You could be forgiven for thinking that it’s all doom and gloom at Tottenham Hotspur, but there is a good news story unfolding in N17.
While the men’s team toil to stay in the Premier League as their mortal enemies from down the road close in on the title, Spurs Women are on a gloriously different trajectory.
Just goal difference outside the top four in the Women’s Super League and in the quarter-finals of the Women’s FA Cup, this could yet be a historic season for a team buoyed by in-form pair Olivia Holdt and Cathinka Tandberg.
Women’s managing director Andy Rogers credits the summer arrival of head coach Martin Ho, allied to a rapid professionalisation behind the scenes and the support of club CEO Vinai Venkatesham, with pushing Spurs Women to new heights.
“Martin’s made a massive impact, but there’s been huge amounts of work that have landed us in this place,” he tells City AM.
“Now the challenge is, how do we sustain it and how do we elevate it? There isn’t an egg timer in that we have to be in the Champions League at this point. However, our ambition is to be that.

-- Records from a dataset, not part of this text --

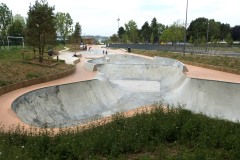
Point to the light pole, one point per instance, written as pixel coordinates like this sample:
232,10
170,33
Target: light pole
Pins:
207,36
185,34
118,19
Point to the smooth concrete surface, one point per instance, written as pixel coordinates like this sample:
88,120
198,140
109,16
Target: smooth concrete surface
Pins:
125,82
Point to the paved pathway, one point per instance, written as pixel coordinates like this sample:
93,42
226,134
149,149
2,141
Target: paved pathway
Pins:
8,118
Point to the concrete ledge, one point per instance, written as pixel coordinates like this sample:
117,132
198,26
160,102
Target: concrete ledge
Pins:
90,66
213,67
30,82
170,62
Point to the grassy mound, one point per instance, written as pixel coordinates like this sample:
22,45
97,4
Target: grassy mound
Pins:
161,134
14,69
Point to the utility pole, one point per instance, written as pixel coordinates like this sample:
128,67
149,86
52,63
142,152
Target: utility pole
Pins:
185,34
207,36
118,19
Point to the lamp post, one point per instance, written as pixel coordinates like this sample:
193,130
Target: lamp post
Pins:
185,34
118,19
207,36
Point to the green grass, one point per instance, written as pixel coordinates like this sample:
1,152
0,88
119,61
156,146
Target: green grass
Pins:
219,61
16,68
162,134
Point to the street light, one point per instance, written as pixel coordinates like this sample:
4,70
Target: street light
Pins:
185,34
118,19
207,36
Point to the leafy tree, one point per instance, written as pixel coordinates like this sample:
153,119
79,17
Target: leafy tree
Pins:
214,29
236,33
17,27
132,31
154,28
197,28
76,36
229,40
114,38
225,30
146,32
41,26
64,25
174,33
5,19
161,29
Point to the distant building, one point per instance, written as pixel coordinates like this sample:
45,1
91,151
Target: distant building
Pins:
93,39
88,40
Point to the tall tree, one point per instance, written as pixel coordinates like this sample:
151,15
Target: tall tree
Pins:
174,33
225,31
146,32
132,31
64,25
17,26
41,28
76,36
5,21
154,28
197,28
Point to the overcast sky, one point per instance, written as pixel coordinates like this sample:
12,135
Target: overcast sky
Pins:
99,17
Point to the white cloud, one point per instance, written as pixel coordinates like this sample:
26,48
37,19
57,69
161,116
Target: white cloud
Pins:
100,17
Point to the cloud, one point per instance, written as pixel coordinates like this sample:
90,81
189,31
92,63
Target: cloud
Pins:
100,17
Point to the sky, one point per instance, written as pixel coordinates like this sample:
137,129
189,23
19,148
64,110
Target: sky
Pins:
99,17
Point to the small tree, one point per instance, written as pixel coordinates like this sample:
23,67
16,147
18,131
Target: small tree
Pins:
229,40
76,36
5,21
41,28
64,25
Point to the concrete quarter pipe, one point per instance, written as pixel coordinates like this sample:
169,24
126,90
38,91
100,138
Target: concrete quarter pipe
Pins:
126,82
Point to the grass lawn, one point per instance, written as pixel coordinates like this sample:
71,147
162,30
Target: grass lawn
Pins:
161,134
13,69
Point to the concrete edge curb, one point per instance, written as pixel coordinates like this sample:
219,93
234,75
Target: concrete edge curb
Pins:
30,82
212,67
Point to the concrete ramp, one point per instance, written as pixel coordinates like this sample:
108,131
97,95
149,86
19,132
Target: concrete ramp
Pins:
126,82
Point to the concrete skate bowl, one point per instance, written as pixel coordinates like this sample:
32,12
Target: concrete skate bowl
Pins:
127,82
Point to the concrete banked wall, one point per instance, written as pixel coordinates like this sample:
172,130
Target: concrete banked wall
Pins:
126,82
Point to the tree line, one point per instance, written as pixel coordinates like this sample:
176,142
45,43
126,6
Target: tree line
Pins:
200,30
41,27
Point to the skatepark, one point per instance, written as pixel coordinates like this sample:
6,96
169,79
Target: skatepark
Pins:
125,82
104,85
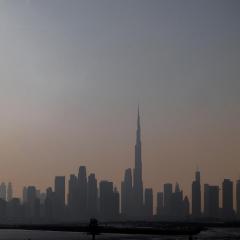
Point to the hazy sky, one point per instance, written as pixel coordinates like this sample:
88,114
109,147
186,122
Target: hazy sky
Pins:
72,73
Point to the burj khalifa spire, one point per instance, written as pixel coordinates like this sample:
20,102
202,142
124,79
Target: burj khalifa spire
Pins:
137,178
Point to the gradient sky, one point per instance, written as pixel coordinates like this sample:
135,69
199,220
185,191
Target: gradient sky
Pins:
72,73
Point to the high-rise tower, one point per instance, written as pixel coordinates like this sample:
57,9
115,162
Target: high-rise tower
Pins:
137,178
196,196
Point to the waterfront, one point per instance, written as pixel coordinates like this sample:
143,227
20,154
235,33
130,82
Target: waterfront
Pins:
213,233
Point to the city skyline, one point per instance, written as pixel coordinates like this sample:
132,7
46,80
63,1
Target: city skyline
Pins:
73,72
83,196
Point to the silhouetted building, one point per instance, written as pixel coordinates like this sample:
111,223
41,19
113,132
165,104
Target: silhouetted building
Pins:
33,205
24,195
59,203
177,203
186,207
82,191
211,201
148,207
3,191
15,210
116,203
196,196
167,188
92,196
137,177
127,194
9,192
227,199
73,197
49,205
106,200
160,204
238,197
3,211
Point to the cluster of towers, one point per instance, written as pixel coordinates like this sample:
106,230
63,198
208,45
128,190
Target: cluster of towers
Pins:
86,199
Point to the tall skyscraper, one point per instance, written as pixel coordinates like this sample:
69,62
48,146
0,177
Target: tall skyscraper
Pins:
211,201
49,204
227,199
24,194
148,206
82,191
196,196
167,188
92,196
32,207
9,192
59,197
159,204
116,203
106,200
127,194
73,197
177,203
137,178
3,191
238,197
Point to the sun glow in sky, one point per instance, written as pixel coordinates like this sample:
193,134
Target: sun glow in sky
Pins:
72,74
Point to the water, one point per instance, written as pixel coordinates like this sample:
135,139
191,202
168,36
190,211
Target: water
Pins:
214,233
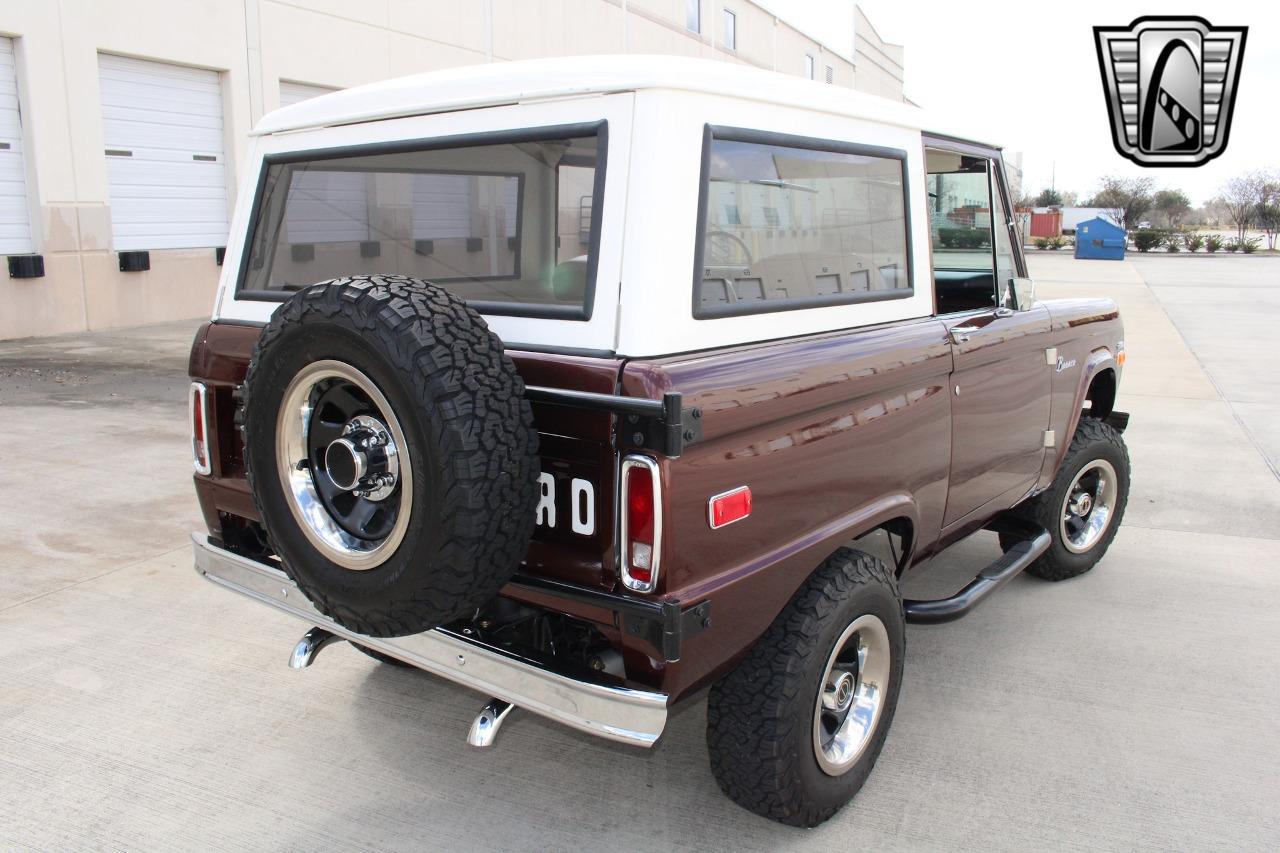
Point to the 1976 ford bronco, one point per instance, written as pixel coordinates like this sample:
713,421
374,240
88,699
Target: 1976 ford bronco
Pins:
583,383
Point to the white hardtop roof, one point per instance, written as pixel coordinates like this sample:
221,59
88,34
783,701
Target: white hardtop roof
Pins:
510,82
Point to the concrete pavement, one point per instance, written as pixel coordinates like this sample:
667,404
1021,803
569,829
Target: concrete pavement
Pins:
1132,708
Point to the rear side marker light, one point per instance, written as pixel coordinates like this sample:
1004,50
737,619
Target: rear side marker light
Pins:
199,406
728,506
641,523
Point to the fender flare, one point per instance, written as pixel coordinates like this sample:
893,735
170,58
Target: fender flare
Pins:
1100,359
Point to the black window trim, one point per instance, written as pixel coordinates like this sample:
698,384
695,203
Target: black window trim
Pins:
712,132
599,129
997,182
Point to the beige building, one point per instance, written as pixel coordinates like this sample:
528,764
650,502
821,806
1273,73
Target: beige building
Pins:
123,122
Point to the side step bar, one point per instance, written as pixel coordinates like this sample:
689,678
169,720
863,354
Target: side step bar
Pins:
1032,543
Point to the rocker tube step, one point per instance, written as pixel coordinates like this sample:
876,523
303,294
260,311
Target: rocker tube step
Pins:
1009,565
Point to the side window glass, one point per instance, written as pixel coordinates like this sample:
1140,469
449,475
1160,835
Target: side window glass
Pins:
960,219
1006,265
789,227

“We want to be challenging within that top three and consistently. We want to be in there. We want to be winning trophies. We want to be challenging for the WSL.”

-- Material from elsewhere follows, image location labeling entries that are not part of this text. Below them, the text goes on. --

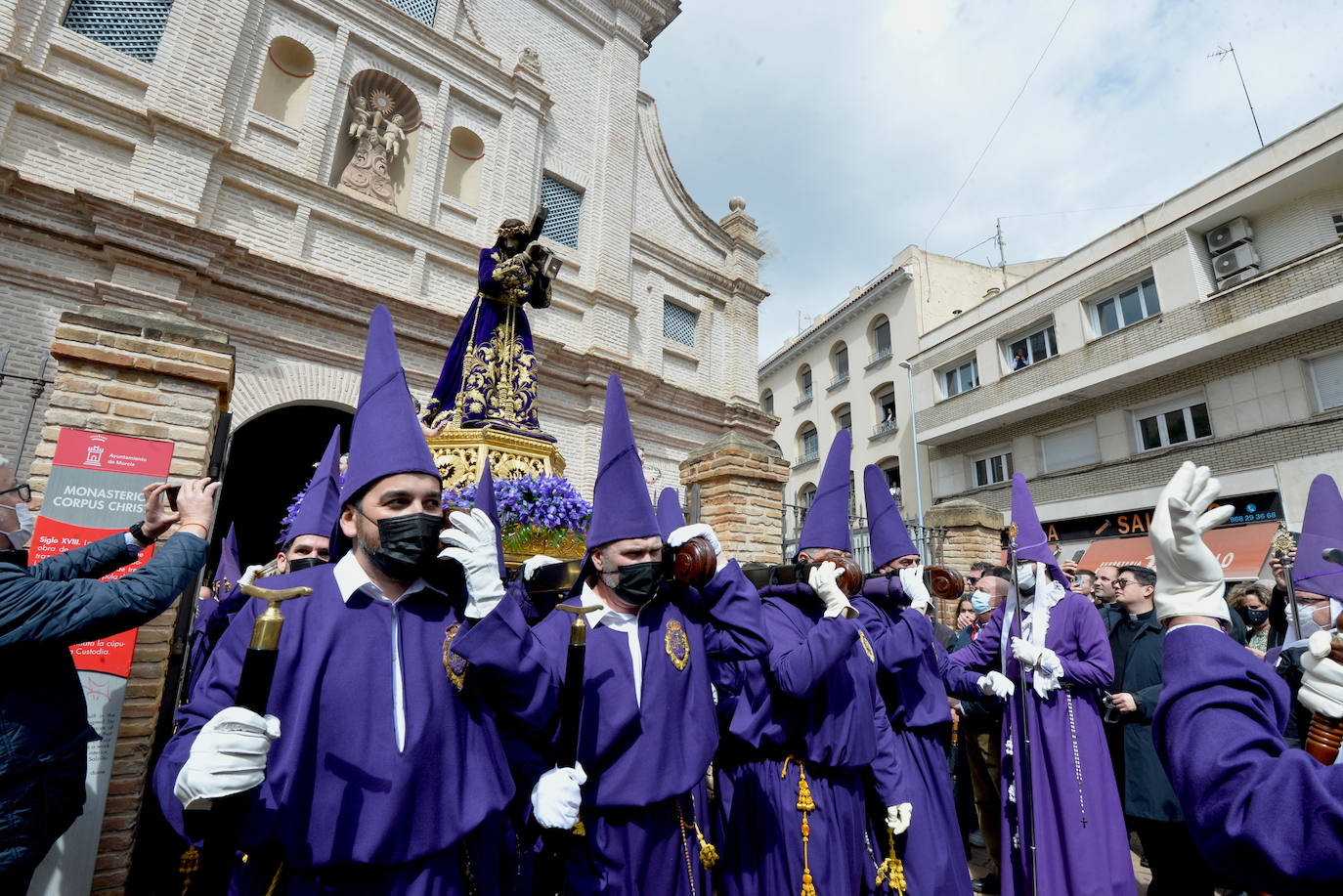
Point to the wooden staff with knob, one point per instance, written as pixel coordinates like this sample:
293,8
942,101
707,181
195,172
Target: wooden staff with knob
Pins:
226,813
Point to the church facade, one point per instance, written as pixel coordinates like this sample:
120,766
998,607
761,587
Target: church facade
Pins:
274,168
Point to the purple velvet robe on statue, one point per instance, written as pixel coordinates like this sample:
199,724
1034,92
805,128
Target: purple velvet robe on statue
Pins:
815,702
1268,816
916,700
1079,825
485,315
341,806
646,760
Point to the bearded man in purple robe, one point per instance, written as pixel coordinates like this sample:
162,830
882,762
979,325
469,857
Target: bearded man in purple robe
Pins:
379,766
1047,653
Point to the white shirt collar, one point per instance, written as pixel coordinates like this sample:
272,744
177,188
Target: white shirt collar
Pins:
352,577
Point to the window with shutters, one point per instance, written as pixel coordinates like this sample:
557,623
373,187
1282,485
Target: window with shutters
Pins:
422,10
991,469
1126,308
1171,425
1327,376
961,378
133,27
678,322
1074,447
1030,348
564,206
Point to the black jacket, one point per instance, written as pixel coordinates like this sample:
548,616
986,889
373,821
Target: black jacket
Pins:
60,602
1143,784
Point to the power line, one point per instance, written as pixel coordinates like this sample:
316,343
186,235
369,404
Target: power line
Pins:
991,137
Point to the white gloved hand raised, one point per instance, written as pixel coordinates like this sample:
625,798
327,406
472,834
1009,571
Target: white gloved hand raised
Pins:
684,533
556,796
823,580
470,541
911,580
1189,577
897,817
1321,677
535,563
227,756
997,684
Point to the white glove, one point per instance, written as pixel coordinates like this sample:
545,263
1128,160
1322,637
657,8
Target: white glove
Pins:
227,756
897,817
556,796
471,543
997,684
911,579
823,580
684,533
1189,577
532,565
1321,677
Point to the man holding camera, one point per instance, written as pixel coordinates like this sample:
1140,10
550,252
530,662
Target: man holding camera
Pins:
45,610
647,728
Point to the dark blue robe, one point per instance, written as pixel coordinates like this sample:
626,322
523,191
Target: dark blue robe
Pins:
908,661
502,286
817,702
1265,814
341,806
646,760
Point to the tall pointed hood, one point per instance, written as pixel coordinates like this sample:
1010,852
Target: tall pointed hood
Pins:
386,437
669,512
230,567
828,520
621,504
485,501
1321,528
887,531
320,504
1031,543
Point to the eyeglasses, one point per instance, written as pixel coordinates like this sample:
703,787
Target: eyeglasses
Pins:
24,491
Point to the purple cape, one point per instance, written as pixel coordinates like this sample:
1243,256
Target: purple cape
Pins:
488,318
1072,777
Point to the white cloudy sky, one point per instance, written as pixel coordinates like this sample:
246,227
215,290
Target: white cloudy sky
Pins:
849,125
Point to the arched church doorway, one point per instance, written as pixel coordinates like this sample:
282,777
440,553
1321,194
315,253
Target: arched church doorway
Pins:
270,459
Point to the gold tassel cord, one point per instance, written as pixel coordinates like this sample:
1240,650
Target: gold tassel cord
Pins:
708,853
804,805
892,870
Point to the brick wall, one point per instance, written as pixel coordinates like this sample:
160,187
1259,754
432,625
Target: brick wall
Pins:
152,376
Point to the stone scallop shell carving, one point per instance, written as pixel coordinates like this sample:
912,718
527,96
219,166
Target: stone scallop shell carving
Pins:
384,93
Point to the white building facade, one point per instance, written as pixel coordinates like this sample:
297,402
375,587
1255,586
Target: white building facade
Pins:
190,156
1209,329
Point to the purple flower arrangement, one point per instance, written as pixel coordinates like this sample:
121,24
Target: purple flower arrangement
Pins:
536,512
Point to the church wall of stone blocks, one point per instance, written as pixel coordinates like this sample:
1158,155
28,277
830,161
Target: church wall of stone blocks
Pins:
211,164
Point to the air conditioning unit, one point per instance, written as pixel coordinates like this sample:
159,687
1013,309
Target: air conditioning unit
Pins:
1234,233
1235,261
1227,282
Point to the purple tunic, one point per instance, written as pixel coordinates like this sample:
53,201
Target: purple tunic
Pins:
343,807
646,759
817,702
908,661
502,287
1081,845
1270,816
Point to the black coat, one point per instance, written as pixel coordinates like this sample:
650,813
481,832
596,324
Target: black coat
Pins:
1143,784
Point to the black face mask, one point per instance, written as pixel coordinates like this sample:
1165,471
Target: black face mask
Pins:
305,563
638,583
1255,619
409,544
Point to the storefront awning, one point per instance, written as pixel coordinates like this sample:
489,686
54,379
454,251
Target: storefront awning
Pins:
1241,549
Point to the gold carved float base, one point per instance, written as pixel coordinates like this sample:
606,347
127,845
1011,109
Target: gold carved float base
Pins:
459,455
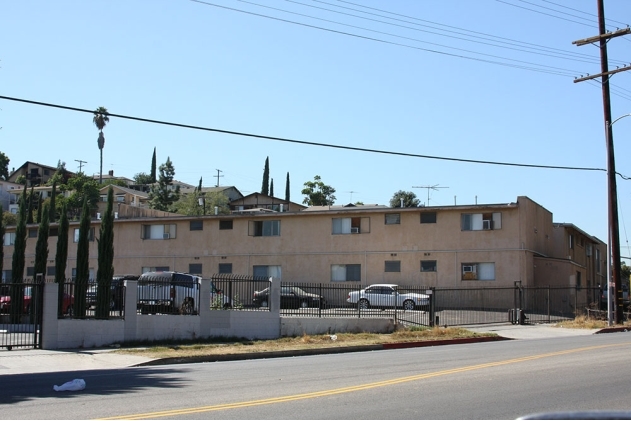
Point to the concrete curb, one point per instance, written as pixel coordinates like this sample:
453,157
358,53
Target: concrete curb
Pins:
316,351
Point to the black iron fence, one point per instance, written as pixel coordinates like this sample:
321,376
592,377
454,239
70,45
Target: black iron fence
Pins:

Part of the masterplan for elevating Spurs is major investment in a new training ground and academy to be built at Whitewebbs Park in Enfield.
Rogers wants it to become women’s football’s answer to La Masia, Barcelona’s legendary youth set-up, and says Ho is integral to the project.
“Our vision for the women’s team is to develop players but equally when we do buy, they have to be in an environment that is better than anywhere else,” he adds, citing the capture of starlets Toko Koga and Signe Gaupset.
“We believe Martin is exactly the person we need. I won’t swap him for anyone – you can throw any name at me – and I’ll live and die by that because he’s so instrumental to the project.”
Spurs Women’s evolution is also evident in their growing presence at the Tottenham Hotspur Stadium, including this Sunday’s Mother’s Day match with Everton.
“It’s not just about mum and daughter – you can bring the full family,” he says. “We’re also aware the players are so close to their mums. It’s a good moment to bring their families to a game as well.”
The ambition is to move the majority of home games from Brisbane Road, which they borrow from Leyton Orient, to the club’s 63,000-seater ground “within the next couple of seasons”.
“We can’t just rely on the Arsenal games, the Chelsea games,” he says. “We have to get to a place where the habits of supporters are to come regardless of the opposition.”
Spurs Women insulated from men’s team woes
Rogers repeats the mantra that Tottenham operate with a “one club, two teams” mentality, emphasising that the women’s set-up is run independently and autonomously.
That will not mean going as far as some of their WSL rivals, such as Everton, Chelsea and Aston Villa, and carving the women’s team out into a separate legal entity, however.
“I can understand it, but I would also know being amongst it, you can see the challenges of it quite clearly in terms of what that separation actually looks like. It’s not anything we’re looking at doing now or have any desire to do,” he says.
“Removing the grey and being really clear with what we’re trying to achieve and how we’re going to do it has been a massive help. And I think, broadly, the biggest challenge going any other route is the gray that exists within it.”
Rogers is already deep into planning Spurs’ summer transfer business as the club look to challenge the grip of Manchester City, Chelsea, Arsenal and Manchester United on the top four.
He is confident that his budget will not be affected if the unthinkable should happen to the men’s team and they lost their top-flight status for the first time in almost half a century.
“What I’ve had loud and clear in conversations with Vinai is that while we’ve got this mantra of being one club and two teams, the two teams piece is really evident in that we can’t run the women’s team based off what the men do,” he says.
“We can’t be derailing things, because we’re making such significant progress.”